There is absolutely nothing wrong with following directions when it makes sense to play by the rules, and it certainly is a virtue to love your parents and let them guide you into adulthood, but it is quite another thing to be caught up in a will to seek immediate fanfare in everything you do, and fall into deep depression when your every action is not recognized by the people you want to please. It sows the seeds of rebellion and hatred of elders, because you aren’t genuinely considered about their happiness and welfare–you are trying to gratify yourself through immediate praise and recognition.

And, of course, we all know that if you take your people-pleasing mentality with you everywhere you go, you will begin to do things that run counter to each other, and do many things that go against your conscience of what’s right and wrong. Trying to please everyone is a well-known path to failure, but even a mild case of the “sycophants” can be disastrous.

You would never make fun of anyone, ever, and you would never have a day of the people-pleaser mentality wreaking havoc on your life if you simply saw all human beings as equal creations in God’s eyes. No man is more legitimately here on earth than another man. Your boss doesn’t deserve a longer life than you do. Lady Gaga or President Obama are not better people than you are. Just because they happen to have character traits and wills toward power over others doesn’t mean they are more legitimately human. What they leave behind on earth will be taken and measured in proportion against the true outcomes they left behind, as well as the true talents they were given.

I think that this is to some degree a fault in all of us. We hold up certain people with such high regard that we almost deify them, if we don’t completely go there. When these people fail to live up to our expectations, we are quick to almost demonize them, even if we don’t quite go that far.

I also believe that at some level, each of us has a soul that is about as equal in terms of power and potential to be great, both spiritual and intellectual, as every other soul. The most severe mentally handicapped person is operating under a weight of challenges caused by their unique genetic makeup, but on a deeper level, they are (and will be in the eternal scheme of things) seen as being just as valuable a soul as you are. The same goes with the most elite athletes and highest paid actors. Those folks are operating under a wealth of genetic blessings, but if their souls were picked up and plopped into a different womb in a different time and place, they might be the ones who are considered to be inferior human beings by everyone else.

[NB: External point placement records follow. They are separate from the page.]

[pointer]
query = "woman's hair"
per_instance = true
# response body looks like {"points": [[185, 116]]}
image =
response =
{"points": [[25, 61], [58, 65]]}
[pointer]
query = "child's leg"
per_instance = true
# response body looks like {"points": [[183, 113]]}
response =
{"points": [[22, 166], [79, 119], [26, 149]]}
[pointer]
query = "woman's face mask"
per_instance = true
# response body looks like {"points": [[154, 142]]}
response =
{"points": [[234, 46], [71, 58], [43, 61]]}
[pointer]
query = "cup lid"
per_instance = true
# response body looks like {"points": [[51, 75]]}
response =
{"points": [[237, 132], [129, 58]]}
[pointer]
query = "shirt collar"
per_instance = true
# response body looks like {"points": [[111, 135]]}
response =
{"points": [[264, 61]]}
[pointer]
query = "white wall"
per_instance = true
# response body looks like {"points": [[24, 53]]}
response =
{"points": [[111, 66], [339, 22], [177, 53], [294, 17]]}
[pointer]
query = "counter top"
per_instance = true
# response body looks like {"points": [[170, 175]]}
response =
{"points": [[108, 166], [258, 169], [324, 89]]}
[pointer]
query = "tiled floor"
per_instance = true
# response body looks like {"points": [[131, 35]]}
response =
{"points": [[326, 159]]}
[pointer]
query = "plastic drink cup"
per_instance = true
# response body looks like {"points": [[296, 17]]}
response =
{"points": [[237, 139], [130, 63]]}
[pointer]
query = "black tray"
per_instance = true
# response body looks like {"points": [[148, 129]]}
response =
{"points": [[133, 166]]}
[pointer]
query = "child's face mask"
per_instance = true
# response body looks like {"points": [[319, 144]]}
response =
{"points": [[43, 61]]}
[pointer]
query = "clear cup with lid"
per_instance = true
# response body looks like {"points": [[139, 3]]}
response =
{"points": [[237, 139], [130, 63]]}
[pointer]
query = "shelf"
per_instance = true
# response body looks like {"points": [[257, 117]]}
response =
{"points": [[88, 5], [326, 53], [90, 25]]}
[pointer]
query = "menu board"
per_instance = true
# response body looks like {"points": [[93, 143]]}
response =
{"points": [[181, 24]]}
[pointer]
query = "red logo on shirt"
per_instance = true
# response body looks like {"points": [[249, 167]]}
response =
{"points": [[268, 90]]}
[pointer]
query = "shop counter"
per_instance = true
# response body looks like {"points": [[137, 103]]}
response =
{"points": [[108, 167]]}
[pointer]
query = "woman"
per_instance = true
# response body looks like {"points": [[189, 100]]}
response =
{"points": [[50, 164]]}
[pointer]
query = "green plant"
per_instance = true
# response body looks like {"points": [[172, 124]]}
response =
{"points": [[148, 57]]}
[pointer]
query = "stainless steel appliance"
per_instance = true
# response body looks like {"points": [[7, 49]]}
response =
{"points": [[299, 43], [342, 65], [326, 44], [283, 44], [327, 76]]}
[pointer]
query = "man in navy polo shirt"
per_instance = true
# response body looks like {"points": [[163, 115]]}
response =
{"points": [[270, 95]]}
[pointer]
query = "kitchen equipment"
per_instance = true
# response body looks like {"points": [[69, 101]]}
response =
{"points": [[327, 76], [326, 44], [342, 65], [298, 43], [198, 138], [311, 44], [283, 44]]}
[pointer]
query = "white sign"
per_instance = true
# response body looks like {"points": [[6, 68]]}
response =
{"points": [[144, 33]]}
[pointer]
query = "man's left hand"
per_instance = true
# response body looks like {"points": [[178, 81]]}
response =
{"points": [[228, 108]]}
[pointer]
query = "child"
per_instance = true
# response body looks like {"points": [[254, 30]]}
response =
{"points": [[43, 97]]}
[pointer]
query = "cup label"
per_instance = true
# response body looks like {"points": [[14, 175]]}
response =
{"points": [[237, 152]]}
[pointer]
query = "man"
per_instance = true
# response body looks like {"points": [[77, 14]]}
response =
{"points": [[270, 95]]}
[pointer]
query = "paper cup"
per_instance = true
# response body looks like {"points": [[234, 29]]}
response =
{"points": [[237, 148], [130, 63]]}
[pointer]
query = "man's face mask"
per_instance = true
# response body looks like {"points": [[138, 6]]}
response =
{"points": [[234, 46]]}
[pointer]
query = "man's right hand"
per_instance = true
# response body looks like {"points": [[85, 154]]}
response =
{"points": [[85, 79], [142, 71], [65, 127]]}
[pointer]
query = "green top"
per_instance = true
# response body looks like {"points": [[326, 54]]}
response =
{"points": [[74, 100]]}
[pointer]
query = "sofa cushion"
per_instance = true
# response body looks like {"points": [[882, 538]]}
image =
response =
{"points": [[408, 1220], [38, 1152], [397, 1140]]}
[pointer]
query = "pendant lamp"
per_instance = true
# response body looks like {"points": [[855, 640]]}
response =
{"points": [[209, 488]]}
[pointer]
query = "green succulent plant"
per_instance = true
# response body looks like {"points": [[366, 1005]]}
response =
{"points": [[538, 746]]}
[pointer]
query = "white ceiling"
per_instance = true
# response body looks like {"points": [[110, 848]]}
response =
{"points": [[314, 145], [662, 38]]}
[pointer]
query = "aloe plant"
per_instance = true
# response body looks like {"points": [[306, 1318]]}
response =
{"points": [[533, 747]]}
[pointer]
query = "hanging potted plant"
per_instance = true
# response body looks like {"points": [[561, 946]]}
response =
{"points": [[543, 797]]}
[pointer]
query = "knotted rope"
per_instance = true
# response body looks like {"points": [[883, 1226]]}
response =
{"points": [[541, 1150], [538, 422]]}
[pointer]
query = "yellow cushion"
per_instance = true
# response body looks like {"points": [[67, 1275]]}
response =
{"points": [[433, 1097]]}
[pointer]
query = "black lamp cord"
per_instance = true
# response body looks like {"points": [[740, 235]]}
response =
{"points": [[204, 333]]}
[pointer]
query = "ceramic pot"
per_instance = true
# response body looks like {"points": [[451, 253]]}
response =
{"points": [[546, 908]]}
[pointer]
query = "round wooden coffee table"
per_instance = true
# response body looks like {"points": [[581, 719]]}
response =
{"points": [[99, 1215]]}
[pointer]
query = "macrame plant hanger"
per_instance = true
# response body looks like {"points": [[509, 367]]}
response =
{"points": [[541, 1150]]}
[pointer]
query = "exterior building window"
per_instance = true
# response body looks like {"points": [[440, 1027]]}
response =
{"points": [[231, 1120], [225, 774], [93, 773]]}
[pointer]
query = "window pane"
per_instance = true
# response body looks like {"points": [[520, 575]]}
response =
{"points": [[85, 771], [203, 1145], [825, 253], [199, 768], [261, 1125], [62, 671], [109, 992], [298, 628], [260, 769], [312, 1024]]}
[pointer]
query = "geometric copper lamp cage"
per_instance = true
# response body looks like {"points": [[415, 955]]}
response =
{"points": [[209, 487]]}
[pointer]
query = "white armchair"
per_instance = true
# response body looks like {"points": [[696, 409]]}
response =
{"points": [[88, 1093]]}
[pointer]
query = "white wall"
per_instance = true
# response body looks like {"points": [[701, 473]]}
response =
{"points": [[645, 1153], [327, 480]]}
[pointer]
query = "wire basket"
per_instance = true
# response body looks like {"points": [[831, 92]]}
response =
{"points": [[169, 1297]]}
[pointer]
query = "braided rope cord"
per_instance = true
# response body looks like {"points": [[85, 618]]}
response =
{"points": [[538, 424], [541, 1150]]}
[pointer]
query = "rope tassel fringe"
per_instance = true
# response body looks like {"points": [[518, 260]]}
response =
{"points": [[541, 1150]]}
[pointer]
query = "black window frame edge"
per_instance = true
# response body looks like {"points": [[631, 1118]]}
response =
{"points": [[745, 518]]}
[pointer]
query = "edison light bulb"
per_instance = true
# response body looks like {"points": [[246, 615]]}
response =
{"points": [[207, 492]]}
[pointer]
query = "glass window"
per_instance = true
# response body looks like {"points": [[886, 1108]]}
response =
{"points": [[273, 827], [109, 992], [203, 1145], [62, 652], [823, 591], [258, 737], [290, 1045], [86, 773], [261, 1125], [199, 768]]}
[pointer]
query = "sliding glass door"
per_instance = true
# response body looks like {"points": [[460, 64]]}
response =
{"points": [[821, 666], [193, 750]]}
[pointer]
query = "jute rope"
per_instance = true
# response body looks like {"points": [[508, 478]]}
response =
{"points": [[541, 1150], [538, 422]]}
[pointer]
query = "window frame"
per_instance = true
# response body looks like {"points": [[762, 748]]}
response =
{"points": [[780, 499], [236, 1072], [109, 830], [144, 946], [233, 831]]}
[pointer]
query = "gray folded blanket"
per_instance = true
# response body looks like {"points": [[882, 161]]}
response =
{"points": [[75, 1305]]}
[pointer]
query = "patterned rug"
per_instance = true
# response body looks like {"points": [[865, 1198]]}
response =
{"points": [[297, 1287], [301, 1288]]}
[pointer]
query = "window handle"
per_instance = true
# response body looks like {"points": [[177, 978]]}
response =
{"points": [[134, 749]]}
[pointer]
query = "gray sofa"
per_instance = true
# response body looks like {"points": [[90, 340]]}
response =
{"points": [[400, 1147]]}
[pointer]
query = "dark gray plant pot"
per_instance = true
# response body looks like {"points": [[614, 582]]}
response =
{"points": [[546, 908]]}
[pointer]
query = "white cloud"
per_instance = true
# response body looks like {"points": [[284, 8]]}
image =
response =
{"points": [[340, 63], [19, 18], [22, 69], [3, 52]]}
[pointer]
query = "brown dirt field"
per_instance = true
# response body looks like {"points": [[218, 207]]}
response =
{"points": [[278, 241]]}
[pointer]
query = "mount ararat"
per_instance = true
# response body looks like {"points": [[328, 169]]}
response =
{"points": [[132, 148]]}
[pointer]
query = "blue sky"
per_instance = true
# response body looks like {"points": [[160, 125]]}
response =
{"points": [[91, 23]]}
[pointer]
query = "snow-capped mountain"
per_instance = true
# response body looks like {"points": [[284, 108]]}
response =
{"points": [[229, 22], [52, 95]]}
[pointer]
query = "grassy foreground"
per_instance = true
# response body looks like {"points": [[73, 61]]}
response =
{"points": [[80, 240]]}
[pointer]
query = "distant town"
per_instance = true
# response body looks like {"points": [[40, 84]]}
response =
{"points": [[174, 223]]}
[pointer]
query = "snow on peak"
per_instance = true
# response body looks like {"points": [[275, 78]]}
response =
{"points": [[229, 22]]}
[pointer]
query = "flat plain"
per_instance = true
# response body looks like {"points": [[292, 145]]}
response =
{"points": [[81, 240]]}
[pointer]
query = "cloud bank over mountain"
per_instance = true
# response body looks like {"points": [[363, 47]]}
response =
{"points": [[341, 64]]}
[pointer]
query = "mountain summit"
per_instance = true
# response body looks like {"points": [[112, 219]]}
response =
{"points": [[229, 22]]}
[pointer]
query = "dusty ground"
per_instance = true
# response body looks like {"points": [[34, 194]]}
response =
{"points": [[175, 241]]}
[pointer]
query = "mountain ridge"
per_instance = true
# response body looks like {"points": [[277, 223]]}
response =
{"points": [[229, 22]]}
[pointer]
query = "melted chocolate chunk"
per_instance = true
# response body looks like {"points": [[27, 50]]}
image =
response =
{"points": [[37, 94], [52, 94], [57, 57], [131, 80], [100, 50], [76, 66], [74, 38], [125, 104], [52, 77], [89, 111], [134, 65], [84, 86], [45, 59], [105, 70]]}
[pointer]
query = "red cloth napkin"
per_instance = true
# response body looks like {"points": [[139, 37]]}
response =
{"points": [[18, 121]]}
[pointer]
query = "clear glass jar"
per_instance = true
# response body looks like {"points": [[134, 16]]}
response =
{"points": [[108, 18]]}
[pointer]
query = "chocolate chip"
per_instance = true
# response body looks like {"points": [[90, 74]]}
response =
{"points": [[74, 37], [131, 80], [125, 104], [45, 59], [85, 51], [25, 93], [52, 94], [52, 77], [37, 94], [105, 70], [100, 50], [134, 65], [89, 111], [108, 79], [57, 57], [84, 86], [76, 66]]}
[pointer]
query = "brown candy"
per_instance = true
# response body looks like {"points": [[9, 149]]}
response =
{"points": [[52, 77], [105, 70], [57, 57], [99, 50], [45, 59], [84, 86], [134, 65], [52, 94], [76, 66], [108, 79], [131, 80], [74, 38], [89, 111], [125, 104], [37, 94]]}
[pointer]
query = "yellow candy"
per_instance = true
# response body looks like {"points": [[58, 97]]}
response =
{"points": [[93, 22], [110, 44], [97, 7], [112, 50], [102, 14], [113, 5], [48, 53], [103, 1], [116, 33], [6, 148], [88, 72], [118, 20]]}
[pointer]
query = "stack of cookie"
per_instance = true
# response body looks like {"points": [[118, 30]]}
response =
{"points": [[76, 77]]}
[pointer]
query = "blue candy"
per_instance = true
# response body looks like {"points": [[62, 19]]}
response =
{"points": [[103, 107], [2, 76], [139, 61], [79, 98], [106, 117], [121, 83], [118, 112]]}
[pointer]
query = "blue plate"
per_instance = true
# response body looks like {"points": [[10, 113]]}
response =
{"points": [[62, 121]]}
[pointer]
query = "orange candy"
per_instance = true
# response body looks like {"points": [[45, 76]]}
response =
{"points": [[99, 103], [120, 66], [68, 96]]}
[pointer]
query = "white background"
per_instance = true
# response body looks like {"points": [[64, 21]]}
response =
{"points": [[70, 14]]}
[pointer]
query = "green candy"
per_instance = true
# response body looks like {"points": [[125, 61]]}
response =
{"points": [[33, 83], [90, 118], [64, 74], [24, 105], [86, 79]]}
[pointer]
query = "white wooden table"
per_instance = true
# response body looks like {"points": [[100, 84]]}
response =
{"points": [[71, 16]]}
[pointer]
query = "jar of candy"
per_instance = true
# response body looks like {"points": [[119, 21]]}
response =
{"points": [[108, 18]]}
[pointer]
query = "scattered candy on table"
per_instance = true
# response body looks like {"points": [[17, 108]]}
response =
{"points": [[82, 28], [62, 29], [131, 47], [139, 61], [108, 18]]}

This is a thing that I’ve been slow to accept and admit–the fact that I can so immediately put any other human being on a scale in relation to me, and have made up in my mind before I think twice about it whether they rest above or below me on this scale of sub to super human. You don’t want to admit it, because it means that you might find yourself admitting to latent racism, classicism, ageism, xenophobia, and having an all-around overly egotistical self.

But, this is the first step. To admit it, and meditate on it frequently when I’m in the company of others. To seek ways to expel it from me altogether. To ask the hard questions, like, does a serial killer in prison ultimately deserve to be treated as an equal soul to me? Perhaps in a past life I was the serial killer in prison, and someone believed in me enough to advocate on my behalf in front of the angels that manage the bardo passages. Or, perhaps in a future life (or this one) I will be wrongly accused and innocent, but nobody will believe me. Wouldn’t I want to offer the same benefit of the doubt to the man whose fate is not mine to decide?

Those are hard questions indeed, because I can’t say as I would be able to ever reach a point in this life where I honestly believed that Hitler, Jeffery Dahmer, Mozart, MLK and me are all souls cut from the same cloth and worth equal consideration in a grander scheme of things beyond this narrow timeline and tiny, 3D universe.

But, putting those harder questions aside for the moment, I think I can certainly feel that most people I meet, aside from these extreme examples, are people worthy of treating as complete equals–equals in the eyes of God.